Both of these formats are emitted by agtcut using different cutmodes (They are technically the same file format but content is different). The .SLR asset is optional - drawing can proceed with just the .SLS file bound to the sls_pair, but will not be automatically cleared between frames (it will leave a trail as it moves).

Note: A slab can still be cleared manually via AGT_SlabDirtyRegion passing the .SLR asset, or with simple calls to AGT_MarkDirtyRectangle but these in most cases will be less efficient than binding an .SLR shape to the entity for automatic clearing, especially if the shape is very irregular.

Viewport clipping is supported on Y axis only! No X clipping provided. Beware.

Note: Later revisions of AGT will allow arbitrarily wide display margins so large unclipped sprites can still be hidden in the border. Currently the margin is minimal and other sprite methods are fully clipped.

Background restore (sprite clearing) is automatic only if matching .SLR is bound along with the .SLS asset.
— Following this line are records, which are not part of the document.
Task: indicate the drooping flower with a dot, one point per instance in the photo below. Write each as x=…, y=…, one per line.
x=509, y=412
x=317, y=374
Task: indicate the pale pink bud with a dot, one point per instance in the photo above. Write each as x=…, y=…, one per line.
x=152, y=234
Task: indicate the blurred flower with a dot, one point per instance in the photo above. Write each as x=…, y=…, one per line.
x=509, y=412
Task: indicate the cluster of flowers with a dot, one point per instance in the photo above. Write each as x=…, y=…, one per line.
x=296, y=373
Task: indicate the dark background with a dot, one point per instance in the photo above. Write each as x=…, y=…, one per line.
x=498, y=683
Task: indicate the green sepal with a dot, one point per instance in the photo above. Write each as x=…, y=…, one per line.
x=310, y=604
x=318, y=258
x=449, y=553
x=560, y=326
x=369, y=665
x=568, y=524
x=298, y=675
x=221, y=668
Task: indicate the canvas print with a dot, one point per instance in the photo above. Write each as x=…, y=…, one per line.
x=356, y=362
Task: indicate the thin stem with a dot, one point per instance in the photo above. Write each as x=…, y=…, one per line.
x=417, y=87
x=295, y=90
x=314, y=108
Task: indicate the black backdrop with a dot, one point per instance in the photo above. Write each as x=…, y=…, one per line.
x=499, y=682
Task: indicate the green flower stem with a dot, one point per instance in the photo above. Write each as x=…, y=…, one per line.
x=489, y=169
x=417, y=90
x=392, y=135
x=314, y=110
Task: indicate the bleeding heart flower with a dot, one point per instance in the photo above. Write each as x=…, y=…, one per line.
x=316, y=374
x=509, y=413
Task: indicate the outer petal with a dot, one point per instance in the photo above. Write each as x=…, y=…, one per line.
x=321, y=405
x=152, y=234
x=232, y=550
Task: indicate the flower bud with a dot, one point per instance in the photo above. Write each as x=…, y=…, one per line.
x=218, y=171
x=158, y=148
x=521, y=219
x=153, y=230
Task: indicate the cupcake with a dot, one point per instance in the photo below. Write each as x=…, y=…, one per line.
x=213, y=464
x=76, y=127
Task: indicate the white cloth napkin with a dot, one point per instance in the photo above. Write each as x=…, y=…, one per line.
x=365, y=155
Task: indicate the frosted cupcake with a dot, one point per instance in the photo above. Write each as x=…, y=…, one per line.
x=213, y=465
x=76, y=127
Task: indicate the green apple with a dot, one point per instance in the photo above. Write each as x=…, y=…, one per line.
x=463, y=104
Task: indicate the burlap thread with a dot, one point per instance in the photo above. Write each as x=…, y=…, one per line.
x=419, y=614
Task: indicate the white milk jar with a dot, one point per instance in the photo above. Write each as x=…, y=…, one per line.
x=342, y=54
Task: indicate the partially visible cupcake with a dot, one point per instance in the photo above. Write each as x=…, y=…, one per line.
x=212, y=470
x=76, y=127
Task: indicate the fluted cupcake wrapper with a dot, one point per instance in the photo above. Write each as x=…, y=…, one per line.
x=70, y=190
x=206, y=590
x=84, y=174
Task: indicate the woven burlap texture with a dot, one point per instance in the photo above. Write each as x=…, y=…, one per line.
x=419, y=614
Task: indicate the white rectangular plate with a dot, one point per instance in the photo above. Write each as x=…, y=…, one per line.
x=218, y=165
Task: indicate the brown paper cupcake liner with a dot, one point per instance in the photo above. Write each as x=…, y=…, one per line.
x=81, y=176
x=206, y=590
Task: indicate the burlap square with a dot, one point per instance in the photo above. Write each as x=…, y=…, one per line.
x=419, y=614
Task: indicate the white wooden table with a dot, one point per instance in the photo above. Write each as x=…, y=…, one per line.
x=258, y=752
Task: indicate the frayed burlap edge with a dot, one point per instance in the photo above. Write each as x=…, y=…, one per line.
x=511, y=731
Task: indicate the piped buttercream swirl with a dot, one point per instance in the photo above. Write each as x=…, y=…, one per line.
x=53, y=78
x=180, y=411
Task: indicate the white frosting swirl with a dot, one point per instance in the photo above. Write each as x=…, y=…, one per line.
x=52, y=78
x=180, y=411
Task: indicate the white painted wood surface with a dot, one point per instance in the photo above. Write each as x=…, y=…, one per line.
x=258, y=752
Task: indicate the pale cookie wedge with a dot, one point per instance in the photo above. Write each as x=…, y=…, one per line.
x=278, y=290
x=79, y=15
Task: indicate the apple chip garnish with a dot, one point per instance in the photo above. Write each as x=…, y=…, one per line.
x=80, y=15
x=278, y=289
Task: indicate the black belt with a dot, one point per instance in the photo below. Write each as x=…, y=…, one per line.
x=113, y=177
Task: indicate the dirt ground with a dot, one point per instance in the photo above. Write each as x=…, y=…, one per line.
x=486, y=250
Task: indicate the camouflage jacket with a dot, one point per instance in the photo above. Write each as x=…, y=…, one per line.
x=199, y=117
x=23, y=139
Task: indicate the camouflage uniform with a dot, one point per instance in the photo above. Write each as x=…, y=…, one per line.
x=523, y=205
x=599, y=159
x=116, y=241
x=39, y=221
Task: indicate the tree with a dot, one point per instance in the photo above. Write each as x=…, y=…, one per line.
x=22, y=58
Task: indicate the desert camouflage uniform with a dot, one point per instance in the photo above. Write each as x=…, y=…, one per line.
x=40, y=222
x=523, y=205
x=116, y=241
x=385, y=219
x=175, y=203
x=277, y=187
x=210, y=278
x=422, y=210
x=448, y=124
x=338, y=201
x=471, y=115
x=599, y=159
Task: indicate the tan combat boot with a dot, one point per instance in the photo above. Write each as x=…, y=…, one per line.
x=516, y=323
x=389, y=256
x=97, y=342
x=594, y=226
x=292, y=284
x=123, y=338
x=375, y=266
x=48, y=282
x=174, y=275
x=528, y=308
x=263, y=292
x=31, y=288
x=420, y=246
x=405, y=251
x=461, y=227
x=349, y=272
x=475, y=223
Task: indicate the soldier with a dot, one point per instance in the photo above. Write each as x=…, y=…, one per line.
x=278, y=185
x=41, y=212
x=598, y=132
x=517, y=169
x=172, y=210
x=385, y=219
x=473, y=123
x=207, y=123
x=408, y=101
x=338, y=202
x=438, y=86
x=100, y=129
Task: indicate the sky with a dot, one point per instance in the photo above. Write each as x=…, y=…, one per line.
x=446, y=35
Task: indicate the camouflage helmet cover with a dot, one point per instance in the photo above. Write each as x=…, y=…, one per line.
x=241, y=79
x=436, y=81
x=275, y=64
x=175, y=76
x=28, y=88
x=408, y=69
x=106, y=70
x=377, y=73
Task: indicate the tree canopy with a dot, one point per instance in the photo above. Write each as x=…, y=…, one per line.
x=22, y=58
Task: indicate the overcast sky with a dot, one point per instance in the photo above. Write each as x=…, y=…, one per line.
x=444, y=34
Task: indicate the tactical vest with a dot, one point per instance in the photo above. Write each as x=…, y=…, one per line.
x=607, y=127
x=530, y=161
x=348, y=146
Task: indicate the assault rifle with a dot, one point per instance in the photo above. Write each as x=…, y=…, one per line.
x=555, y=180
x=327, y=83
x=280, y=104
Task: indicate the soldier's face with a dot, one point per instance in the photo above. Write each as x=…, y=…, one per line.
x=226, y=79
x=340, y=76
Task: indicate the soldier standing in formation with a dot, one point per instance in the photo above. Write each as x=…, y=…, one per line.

.SLS files are produced with agtcut using '--cutmode slabs'

.SLR files are produced with agtcut using '--cutmode slabrestore'

EntityDraw_RFILL

Fills the entire entity hitbox (rx,ry -> rx+sx, ry+sy) with a fixed colour. Mainly useful for debugging collisions and related. Might have other uses.

EntityDraw_CUSTOM (todo)

This allows the plugging in of user-defined draw functions, for specific effects. e.g laser beams, pattern fills, circles or whatever else might be useful.

  • this feature is partially implemented but not yet exposed for use - there are no working examples yet.